Al cubrirse parte de ellos, los rostros se vuelven potenciales. Aquello que el rostro oculta
puede ser aún más expresivo que lo que muestra. Sobre la parte virtual del rostro aparece otro
afecto, el de la mascarilla. Todos los afectos singulares de las mascarillas, blancas, de colores, con
diseños, gastadas o nuevas, etc. Al mismo tiempo, parte de ese afecto singular de la mascarilla
siempre tendrá que ver con la potencia de la enfermedad, con la invisibilidad del virus, con el
cumplimiento de la ley y el reglamento sanitario; es el aspecto colectivo de ese afecto. Ante la
obligatoriedad de la mascarilla en el lugar público, rápidamente aparecieron los diseños
personalizados, los diferentes estilos y materiales, como un intento de conservar la individuación.
Así, el afecto puro y colectivo que atraviesa todas las mascarillas, convive con tentativas de
individuación.
Cabe recordar las ideas de Spinoza sobre los afectos. Los habrían de dos tipos: los afectos
tristes, que disminuyen nuestra potencia y capacidad de actuar, y los afectos alegres, que por el
contrario, aumentan nuestra potencia. Es cierto que el afecto revolucionario de las capuchas de la
revuelta es pura potencia, un llamado a la acción, expresado en rostros virtuales, enmascarados por
la colectividad del afecto. Por otro lado, lo que los rostros con mascarilla expresan es un afecto triste,
aunque no menos colectivo. De cierto modo, la doble condición de medida de cuidado personal y
de colaboración colectiva, produce que la mascarilla sea un lugar de intersección de todos los afectos
posibles de la pandemia, desde el miedo hasta la indiferencia, desde la obediencia hasta la
desconfianza. Sobre un rostro que expresa, con la mirada, despreocupación y relajo, sigue estando la
mascarilla que, entrando en el dominio afectivo del rostro, proyecta sobre él el signo de un estado de
emergencia y alerta.
Lo que las mascarillas ocultaron no fue el polo afectivo del rostro, sino al individuo. En su
lugar, aparece un afecto colectivo y triste, como el sustrato de todo lo que el orden establecido lucha
por ocultar: un estado de catástrofe que no es un tropiezo azaroso, sino el fracaso de un proyecto de
civilización global. La premura por recuperar los rostros en su aspecto normal, no hará desaparecer
estos afectos tristes. Solo retornará su aspecto identitario y su rol social, algo que parece importar
tremendamente a los mandatarios europeos que, en el primer mundo, intentan nuevamente
simular un regreso a la normalidad.

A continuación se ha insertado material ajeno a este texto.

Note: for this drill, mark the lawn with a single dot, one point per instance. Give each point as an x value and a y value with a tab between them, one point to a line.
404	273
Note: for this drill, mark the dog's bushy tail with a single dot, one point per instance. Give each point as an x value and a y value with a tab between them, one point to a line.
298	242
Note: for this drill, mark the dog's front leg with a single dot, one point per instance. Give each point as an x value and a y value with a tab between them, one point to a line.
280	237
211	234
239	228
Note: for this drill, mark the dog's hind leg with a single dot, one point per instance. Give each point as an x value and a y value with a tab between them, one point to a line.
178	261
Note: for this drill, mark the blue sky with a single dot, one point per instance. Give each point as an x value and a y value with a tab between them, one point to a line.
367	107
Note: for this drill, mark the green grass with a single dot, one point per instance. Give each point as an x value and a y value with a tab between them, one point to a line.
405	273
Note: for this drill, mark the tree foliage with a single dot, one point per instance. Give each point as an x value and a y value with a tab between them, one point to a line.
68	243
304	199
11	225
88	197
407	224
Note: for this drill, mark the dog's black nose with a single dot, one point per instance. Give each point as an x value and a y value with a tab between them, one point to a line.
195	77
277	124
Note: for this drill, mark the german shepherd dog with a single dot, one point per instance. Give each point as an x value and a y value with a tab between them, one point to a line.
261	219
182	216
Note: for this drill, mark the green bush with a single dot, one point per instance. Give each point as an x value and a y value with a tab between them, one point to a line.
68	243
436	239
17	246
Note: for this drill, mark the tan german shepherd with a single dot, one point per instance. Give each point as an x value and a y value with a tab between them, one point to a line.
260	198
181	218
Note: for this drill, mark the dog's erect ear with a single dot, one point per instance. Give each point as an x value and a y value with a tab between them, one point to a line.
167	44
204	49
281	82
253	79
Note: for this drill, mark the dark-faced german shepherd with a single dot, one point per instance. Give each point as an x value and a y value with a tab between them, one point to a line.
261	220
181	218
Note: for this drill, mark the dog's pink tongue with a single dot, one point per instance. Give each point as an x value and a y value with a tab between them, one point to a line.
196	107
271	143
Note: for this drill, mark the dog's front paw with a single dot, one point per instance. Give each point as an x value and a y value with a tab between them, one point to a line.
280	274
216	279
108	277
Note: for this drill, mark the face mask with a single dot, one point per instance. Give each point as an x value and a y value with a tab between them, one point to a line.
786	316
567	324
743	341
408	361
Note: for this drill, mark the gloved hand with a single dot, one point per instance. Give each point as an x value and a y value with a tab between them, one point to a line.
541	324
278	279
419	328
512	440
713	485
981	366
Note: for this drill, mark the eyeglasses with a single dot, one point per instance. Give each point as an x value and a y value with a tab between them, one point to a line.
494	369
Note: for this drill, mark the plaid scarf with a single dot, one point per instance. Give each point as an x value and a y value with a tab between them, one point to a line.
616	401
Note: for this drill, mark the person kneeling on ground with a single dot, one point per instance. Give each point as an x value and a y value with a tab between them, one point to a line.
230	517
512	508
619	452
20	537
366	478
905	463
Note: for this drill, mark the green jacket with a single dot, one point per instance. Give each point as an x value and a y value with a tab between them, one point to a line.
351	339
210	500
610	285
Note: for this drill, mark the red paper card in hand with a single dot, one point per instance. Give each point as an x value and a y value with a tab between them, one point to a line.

Los nuevos rostros descubiertos serán los verdaderos afectos
enmascarados. Algo estará oculto bajo esos rostros desnudos. Tras un proceso de normalización se
esconde siempre un ansia de organización, y cada anomalía de la historia humana nos demuestra
que lo normal es un orden únicamente posible al nivel de las apariencias. Podemos fingir seriedad
momentáneamente frente al fotógrafo del registro civil, pero debajo del rostro inmóvil siempre hay
algo que busca emerger. Una vez dejamos de posar como identidades y roles sociales, volvemos a
abrirnos al afecto, con su capacidad de transformarnos, de producir algo nuevo, conectado con
aquello contingente y que nos recorre colectivamente.